The Siskiyou chipmunk (Neotamias siskiyou) is a species of rodent in the family Sciuridae. It is endemic to northern California and central Oregon in the United States.

== Anatomy and morphology ==
The Siskiyou chipmunk is closest in appearance to Allen's chipmunk (Neotamias senex) and the yellow-cheeked chipmunk (Neotamias ochrogenys). Its coat is brown-gray, with a pattern of five dark brown and four gray stripes along its back; the central stripe tends to be blackish and darker in color compared to the other stripes. Additionally, Neotamias siskiyou have three brown and two gray stripes on each cheek. The specific appearance of the Siskiyou chipmunk varies due to the large geographic range the species inhabits, with larger and darker members found on the coasts compared to those found further inland.

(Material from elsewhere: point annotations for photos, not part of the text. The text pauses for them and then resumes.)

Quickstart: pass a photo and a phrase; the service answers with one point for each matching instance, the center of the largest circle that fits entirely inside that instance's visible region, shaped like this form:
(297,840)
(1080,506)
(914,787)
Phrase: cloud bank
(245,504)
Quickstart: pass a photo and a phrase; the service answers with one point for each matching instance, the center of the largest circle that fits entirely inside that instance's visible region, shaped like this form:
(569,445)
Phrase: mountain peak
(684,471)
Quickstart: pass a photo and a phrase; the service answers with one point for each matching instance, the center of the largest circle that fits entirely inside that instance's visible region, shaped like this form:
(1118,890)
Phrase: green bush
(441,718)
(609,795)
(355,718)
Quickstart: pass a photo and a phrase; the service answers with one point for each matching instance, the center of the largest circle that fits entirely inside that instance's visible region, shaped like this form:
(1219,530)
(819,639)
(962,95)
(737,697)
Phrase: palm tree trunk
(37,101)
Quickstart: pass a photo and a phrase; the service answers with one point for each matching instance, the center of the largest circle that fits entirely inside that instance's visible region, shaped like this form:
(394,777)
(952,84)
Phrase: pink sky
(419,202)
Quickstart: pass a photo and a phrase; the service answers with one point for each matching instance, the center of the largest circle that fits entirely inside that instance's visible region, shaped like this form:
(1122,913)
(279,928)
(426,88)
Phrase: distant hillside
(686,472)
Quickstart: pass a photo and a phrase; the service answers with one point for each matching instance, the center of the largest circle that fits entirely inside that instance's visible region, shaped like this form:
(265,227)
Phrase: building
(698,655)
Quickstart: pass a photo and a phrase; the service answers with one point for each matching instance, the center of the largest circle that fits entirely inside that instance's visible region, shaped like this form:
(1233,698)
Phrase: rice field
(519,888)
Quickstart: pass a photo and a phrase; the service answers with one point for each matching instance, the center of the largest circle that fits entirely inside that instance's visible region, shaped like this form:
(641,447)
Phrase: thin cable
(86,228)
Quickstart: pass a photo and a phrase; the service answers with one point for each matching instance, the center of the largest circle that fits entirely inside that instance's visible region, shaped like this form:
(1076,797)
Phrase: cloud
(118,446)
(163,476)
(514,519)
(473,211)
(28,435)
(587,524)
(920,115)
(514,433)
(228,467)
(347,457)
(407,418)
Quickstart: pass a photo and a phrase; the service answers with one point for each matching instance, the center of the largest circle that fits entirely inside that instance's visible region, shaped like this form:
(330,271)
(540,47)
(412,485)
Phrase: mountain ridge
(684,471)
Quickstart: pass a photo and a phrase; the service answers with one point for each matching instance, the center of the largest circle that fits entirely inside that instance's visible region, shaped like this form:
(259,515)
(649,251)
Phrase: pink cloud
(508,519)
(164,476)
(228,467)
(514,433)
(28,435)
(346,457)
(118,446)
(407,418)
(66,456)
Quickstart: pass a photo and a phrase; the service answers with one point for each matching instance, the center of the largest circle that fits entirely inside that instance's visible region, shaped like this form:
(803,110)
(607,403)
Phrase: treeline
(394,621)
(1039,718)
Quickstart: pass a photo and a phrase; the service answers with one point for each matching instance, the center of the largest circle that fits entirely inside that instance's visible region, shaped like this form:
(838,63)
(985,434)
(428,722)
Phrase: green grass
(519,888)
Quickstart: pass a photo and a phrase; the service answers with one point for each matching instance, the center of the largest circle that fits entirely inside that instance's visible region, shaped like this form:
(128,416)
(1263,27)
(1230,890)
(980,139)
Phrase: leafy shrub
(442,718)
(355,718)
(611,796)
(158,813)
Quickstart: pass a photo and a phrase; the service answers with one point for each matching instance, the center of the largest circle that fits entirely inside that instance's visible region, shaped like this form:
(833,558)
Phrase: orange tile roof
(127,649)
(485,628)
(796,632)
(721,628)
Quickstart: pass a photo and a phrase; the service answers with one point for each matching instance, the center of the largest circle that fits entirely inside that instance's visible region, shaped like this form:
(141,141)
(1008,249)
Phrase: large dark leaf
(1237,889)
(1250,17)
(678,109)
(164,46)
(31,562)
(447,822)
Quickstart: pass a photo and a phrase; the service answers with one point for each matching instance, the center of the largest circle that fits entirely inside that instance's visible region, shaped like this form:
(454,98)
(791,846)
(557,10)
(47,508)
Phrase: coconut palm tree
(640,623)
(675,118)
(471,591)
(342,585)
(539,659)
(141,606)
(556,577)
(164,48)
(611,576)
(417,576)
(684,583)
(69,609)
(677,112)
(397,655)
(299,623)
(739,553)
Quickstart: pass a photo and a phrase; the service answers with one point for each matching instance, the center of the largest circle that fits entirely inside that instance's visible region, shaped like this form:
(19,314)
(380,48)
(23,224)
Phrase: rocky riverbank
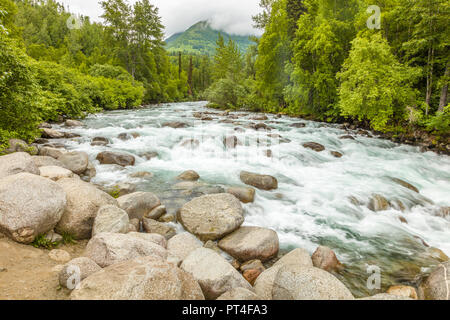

== Distribution and habitat ==
Neotamias siskiyou is found in northern California, in Humboldt and Del Norte counties, as well as in Oregon, in the Siskiyou mountains. The extent of the Siskiyou chipmunk is delineated in the south by the Klamath River, and in the north by the Rogue River.

== Behavior ==
Siskiyou chipmunks are most active early at night, but they also have behavioral peaks early in the morning and in the middle of the day. They have a distinct call characterized by a single syllable, and usually communicate with an evenly-spaced series of these calls.

== Taxonomy ==
Neotamias siskiyou belongs to the Townsend group of chipmunks, which are a group of closely related chipmunk species inhabiting the western United States and Canada. Other chipmunk species in this group include: Neotamias senex (Allen's chipmunk), Neotamias ochrogenys (Yellow-cheeked chipmunk), and Neotamias townsendii (Townsend's chipmunk). This group of chipmunks was originally thought to be members of a single species. However, Sutton and Nadler cited lack of inter-breeding and the distinctive physical appearance of each type as indications that they were distinct species.